JN: That's the basic difference in worldview between us, and as
we know, it is probably unresolvable. I don't take the subjectivist stance that I, or society, arbitrarily "construct" normality. I believe a model of normality exists in objective form, "out there." While our understanding of the objective state of what is healthy and normal may be refined over time, that understanding is based on new data which has enlightened the discourse and brought us closer to an understanding of that unchanging, external truth. I don't believe man simply "constructs" what is healthy and normal from his imagination, according to his own subjective taste.

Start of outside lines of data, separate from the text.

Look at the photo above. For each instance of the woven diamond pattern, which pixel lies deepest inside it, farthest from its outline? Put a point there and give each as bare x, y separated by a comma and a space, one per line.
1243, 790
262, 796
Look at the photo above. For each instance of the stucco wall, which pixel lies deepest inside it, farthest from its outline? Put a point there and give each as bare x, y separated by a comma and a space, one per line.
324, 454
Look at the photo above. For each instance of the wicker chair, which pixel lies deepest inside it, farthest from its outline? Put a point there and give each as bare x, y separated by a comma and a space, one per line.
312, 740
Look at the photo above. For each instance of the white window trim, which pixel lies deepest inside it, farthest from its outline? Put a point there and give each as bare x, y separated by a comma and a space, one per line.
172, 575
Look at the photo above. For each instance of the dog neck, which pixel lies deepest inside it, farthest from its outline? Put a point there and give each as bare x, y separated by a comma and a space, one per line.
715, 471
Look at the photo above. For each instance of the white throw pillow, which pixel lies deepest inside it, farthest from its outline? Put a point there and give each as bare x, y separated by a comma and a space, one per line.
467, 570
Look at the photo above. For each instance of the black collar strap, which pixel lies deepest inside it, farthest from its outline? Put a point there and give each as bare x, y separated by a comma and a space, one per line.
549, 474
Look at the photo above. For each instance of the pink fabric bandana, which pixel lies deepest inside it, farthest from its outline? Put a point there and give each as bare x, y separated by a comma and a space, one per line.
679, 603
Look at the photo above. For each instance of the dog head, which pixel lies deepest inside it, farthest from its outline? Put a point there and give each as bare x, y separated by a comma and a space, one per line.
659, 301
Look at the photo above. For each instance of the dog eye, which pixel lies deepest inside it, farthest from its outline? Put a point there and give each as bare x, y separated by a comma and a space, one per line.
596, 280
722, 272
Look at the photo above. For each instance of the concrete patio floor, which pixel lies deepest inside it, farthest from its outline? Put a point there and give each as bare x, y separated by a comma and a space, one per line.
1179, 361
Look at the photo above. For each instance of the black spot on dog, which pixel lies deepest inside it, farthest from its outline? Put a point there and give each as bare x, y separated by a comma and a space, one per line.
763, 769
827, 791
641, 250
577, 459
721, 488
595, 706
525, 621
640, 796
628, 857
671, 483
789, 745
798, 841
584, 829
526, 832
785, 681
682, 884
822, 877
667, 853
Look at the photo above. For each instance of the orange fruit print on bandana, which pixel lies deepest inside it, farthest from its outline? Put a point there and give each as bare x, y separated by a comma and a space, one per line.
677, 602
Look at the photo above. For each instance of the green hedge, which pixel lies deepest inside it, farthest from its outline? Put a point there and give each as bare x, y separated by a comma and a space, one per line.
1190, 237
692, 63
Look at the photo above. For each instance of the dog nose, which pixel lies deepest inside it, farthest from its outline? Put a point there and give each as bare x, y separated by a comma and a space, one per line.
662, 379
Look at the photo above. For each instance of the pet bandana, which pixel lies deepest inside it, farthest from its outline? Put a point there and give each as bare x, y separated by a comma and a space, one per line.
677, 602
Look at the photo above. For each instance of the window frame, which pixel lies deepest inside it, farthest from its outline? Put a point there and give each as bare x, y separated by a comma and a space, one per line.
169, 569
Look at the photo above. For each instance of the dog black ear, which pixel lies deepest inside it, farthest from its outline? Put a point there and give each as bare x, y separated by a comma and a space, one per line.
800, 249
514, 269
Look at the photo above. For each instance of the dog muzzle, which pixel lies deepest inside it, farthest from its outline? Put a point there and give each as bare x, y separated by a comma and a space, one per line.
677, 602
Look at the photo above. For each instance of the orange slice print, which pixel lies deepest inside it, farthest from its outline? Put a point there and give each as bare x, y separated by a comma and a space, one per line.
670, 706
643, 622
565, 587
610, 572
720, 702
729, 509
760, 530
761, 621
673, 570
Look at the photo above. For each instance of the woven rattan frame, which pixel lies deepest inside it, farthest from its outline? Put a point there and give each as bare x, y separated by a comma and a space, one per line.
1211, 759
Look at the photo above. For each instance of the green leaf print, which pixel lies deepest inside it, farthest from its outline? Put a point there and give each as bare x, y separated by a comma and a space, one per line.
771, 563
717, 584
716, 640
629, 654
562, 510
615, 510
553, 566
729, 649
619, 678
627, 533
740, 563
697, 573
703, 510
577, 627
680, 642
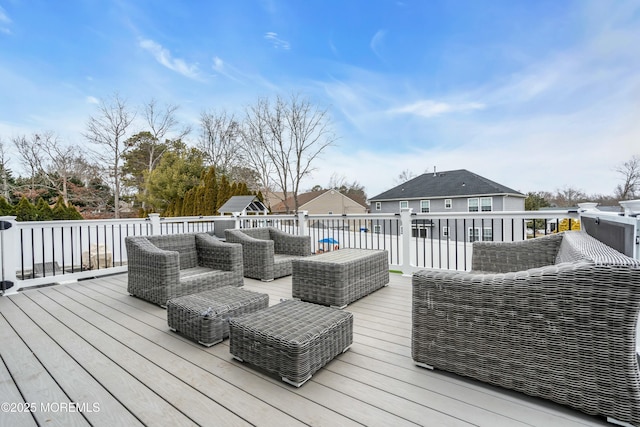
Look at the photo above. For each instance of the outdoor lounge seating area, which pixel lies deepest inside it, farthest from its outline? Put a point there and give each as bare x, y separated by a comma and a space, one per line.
169, 266
91, 343
553, 317
267, 252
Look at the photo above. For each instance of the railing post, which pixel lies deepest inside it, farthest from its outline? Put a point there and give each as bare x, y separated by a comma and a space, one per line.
405, 222
236, 216
10, 254
302, 222
155, 224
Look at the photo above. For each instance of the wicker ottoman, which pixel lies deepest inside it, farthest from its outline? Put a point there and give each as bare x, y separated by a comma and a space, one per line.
204, 316
293, 339
340, 277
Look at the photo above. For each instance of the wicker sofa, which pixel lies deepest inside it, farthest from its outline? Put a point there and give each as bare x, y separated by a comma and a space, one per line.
168, 266
267, 252
553, 317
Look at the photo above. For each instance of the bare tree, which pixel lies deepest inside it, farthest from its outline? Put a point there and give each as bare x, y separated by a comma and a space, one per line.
291, 134
4, 161
630, 171
30, 157
568, 197
59, 163
108, 130
255, 140
219, 137
162, 121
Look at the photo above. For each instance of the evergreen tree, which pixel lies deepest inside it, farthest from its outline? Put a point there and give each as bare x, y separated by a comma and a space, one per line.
59, 210
73, 213
43, 211
211, 191
5, 207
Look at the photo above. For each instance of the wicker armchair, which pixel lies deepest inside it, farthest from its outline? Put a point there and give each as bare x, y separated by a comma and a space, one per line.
557, 320
164, 267
267, 252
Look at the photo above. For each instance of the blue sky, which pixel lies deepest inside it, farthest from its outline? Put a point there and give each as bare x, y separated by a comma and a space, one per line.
536, 95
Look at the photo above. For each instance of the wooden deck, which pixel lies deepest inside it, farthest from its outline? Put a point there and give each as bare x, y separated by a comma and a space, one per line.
113, 356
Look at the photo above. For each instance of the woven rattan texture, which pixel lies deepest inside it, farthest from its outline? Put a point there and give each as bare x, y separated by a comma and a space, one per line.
293, 339
165, 267
340, 277
267, 252
204, 316
564, 332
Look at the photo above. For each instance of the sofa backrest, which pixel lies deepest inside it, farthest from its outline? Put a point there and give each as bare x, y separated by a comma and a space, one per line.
184, 244
262, 233
579, 246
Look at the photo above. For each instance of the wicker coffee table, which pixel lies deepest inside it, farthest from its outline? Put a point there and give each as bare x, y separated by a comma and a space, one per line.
340, 277
204, 316
293, 339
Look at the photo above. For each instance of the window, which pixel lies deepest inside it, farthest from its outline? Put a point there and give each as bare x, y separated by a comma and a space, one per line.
487, 234
486, 204
474, 234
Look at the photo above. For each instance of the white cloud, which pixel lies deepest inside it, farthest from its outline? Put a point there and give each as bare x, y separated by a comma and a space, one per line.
376, 42
429, 108
164, 57
277, 42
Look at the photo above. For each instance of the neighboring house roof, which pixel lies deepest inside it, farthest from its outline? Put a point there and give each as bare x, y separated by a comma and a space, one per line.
242, 204
456, 183
304, 199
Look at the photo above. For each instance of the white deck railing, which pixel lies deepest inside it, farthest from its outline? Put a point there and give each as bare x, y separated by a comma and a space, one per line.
45, 252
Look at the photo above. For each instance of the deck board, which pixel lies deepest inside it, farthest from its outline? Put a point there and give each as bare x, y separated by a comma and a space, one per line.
91, 342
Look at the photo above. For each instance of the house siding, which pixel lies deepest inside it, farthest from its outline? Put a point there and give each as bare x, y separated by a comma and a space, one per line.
457, 230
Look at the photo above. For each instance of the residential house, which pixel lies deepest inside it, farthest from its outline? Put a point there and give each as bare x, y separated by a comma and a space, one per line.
323, 202
448, 192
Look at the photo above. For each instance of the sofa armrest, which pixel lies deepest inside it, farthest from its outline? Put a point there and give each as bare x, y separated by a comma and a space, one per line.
217, 255
144, 255
258, 255
290, 244
502, 257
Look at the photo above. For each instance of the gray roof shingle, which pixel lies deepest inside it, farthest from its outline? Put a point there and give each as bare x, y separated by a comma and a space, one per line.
456, 183
240, 203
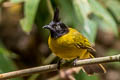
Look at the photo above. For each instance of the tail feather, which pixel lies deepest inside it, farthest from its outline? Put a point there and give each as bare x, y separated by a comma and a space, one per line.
94, 68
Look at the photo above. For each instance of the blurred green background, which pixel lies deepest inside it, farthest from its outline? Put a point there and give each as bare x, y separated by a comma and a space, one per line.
23, 42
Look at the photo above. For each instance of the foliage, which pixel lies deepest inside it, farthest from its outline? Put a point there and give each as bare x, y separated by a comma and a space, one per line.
87, 16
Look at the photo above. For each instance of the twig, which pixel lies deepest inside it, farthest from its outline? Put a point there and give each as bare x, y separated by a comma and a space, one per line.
53, 67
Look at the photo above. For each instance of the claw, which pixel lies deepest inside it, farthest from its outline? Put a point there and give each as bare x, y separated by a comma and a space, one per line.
58, 64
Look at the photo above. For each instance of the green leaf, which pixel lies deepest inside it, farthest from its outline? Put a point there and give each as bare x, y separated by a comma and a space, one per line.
105, 21
1, 1
114, 6
112, 52
16, 1
30, 10
83, 76
89, 28
6, 64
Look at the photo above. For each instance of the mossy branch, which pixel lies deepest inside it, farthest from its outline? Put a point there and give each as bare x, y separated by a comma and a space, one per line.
53, 67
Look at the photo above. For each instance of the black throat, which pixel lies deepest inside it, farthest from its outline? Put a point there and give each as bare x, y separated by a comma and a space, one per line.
58, 33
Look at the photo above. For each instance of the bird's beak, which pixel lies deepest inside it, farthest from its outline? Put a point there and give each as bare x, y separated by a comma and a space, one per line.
45, 27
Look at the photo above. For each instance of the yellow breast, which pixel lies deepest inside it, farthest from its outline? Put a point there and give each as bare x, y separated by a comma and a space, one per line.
64, 46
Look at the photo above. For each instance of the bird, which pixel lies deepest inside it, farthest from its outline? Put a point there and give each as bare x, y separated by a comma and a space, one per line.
69, 44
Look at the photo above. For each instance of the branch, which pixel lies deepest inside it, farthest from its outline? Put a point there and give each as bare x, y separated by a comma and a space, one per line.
53, 67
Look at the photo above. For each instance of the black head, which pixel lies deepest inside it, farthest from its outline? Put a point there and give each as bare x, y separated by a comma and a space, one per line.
56, 27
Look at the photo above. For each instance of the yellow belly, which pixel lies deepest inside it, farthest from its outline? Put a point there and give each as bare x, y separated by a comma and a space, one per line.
64, 47
66, 52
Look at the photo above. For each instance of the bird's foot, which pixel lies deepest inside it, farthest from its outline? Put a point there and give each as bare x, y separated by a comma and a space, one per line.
74, 61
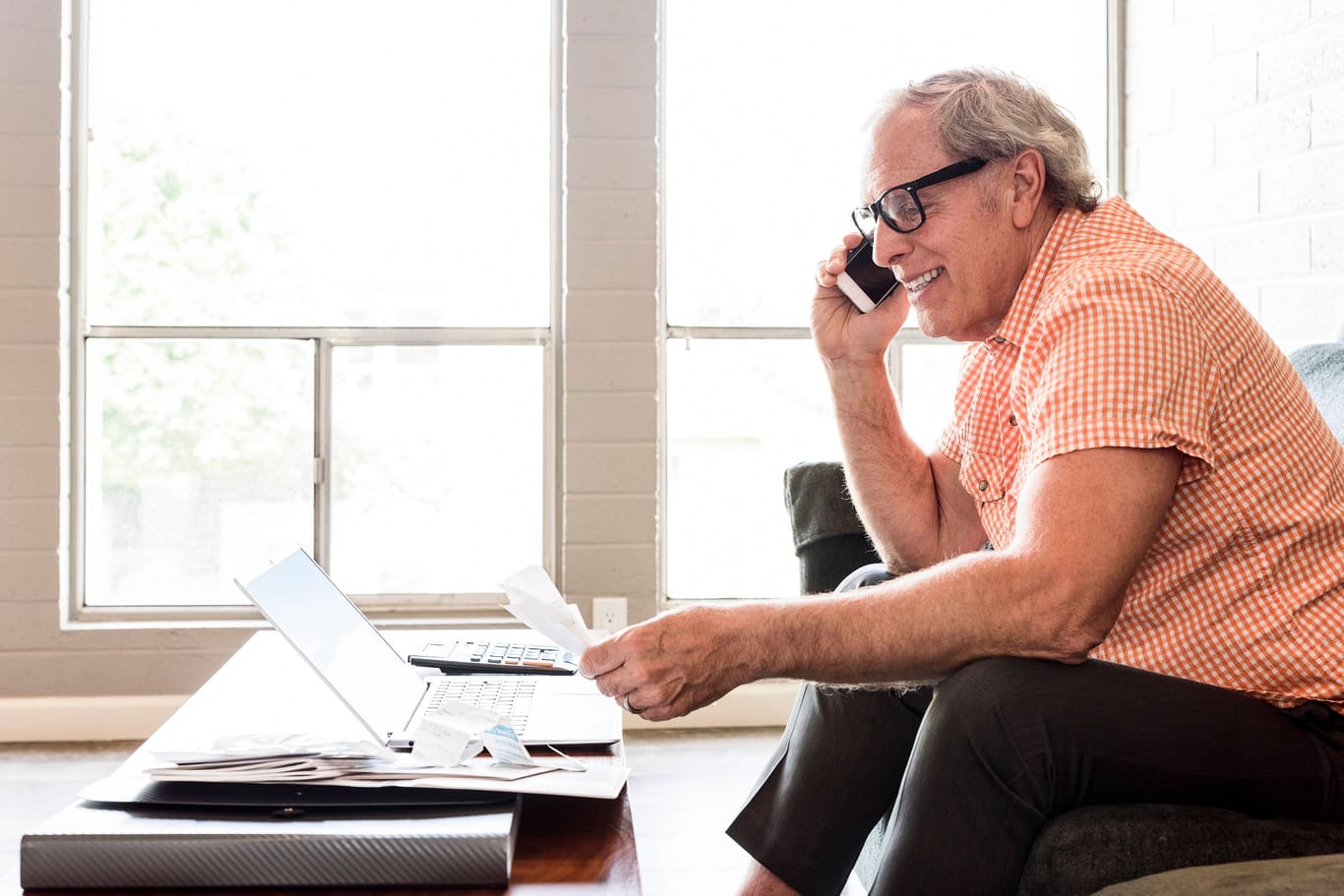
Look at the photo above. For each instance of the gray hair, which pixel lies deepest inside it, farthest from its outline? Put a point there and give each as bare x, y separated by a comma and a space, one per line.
981, 113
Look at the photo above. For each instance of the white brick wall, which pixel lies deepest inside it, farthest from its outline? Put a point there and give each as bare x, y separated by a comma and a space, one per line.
1236, 143
1236, 136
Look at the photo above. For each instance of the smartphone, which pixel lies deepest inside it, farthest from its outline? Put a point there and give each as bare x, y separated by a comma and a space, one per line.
863, 281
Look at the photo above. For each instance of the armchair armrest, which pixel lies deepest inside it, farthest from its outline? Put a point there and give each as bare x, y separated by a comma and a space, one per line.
828, 538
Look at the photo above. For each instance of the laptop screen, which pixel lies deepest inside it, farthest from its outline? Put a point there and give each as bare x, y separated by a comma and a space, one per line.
338, 642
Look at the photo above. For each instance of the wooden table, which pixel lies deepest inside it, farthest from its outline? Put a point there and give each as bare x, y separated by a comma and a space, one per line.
565, 845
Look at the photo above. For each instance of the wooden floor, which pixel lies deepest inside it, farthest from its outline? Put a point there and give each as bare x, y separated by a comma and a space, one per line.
686, 786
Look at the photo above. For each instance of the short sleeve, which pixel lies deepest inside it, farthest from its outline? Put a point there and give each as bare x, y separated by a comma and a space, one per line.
1119, 362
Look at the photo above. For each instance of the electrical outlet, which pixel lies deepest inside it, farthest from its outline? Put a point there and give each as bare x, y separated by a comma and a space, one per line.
609, 614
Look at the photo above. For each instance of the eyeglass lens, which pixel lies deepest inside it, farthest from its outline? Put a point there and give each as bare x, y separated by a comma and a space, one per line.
899, 206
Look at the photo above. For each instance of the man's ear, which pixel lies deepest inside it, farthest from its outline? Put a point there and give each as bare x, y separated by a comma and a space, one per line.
1028, 186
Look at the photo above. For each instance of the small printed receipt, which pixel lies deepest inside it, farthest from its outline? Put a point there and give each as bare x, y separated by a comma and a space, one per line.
535, 601
458, 731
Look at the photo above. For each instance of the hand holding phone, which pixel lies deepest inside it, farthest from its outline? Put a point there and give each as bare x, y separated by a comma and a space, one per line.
865, 282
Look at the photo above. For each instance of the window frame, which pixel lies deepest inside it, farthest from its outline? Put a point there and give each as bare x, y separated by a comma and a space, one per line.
459, 609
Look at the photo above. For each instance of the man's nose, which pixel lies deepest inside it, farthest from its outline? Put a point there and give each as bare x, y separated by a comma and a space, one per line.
888, 246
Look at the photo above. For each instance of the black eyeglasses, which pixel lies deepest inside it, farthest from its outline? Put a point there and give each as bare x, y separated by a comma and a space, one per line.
900, 206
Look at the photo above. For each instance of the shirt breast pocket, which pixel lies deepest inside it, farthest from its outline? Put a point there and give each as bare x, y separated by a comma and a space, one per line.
983, 477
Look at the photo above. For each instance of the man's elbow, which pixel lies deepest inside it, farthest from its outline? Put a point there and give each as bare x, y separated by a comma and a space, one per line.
1074, 621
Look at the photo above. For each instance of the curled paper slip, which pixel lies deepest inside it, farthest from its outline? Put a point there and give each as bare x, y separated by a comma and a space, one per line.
535, 602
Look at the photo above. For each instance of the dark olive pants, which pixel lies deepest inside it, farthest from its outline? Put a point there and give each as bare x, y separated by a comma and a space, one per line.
977, 763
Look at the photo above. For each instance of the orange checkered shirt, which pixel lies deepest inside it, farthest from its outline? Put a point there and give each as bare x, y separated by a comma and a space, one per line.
1120, 336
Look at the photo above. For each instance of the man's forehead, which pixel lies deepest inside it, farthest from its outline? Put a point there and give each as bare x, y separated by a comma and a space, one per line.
903, 146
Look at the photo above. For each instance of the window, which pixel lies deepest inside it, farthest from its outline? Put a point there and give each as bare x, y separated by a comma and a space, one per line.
294, 322
761, 167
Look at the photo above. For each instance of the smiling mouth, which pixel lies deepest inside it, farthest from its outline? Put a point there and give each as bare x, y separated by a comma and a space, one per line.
924, 279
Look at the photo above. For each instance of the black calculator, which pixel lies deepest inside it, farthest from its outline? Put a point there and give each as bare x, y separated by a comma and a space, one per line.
456, 657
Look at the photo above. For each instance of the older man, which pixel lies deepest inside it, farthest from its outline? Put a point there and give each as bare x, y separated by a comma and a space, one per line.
1160, 616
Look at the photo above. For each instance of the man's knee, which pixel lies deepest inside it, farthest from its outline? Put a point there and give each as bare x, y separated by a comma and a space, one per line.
998, 701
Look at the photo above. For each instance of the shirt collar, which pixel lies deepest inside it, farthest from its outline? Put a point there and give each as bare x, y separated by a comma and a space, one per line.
1023, 309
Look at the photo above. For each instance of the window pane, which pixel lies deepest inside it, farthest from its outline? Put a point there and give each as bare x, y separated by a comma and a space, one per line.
199, 463
928, 386
782, 142
319, 162
739, 412
437, 457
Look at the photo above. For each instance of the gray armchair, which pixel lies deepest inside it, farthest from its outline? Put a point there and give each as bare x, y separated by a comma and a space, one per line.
1094, 847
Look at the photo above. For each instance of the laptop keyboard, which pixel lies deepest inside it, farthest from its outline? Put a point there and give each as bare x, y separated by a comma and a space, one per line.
510, 697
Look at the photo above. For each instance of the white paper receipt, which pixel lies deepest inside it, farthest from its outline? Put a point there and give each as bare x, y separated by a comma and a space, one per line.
535, 601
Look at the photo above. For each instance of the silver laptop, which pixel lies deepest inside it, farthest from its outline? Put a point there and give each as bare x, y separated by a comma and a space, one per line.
388, 694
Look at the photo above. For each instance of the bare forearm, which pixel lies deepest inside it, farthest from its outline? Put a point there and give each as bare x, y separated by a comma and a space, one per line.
888, 474
926, 625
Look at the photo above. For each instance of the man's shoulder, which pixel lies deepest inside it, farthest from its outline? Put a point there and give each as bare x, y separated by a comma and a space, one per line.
1115, 256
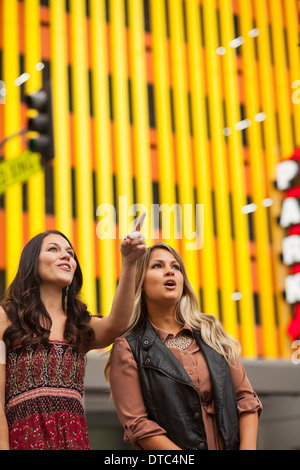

Of course in the purest sense of the term, science doesn't have to be grounded in a philosophy. But traditionally, scientific inquiry was based in an overarching philosophy, without which it is reduced to mere data-collecting--observing and recording events--with no means of assessment. And that kind of science sounds quite useless to me.
In spite of our differences, NARTH is very grateful for your support of the right-to-treatment. Thank you very much for participating in this interview.
I think we both agree that this sort of exchange should occur more often within the professional forum--perhaps as a public debate at an A.P.A. convention. There are a few NARTH members, myself included, who would enthusiastically welcome that opportunity.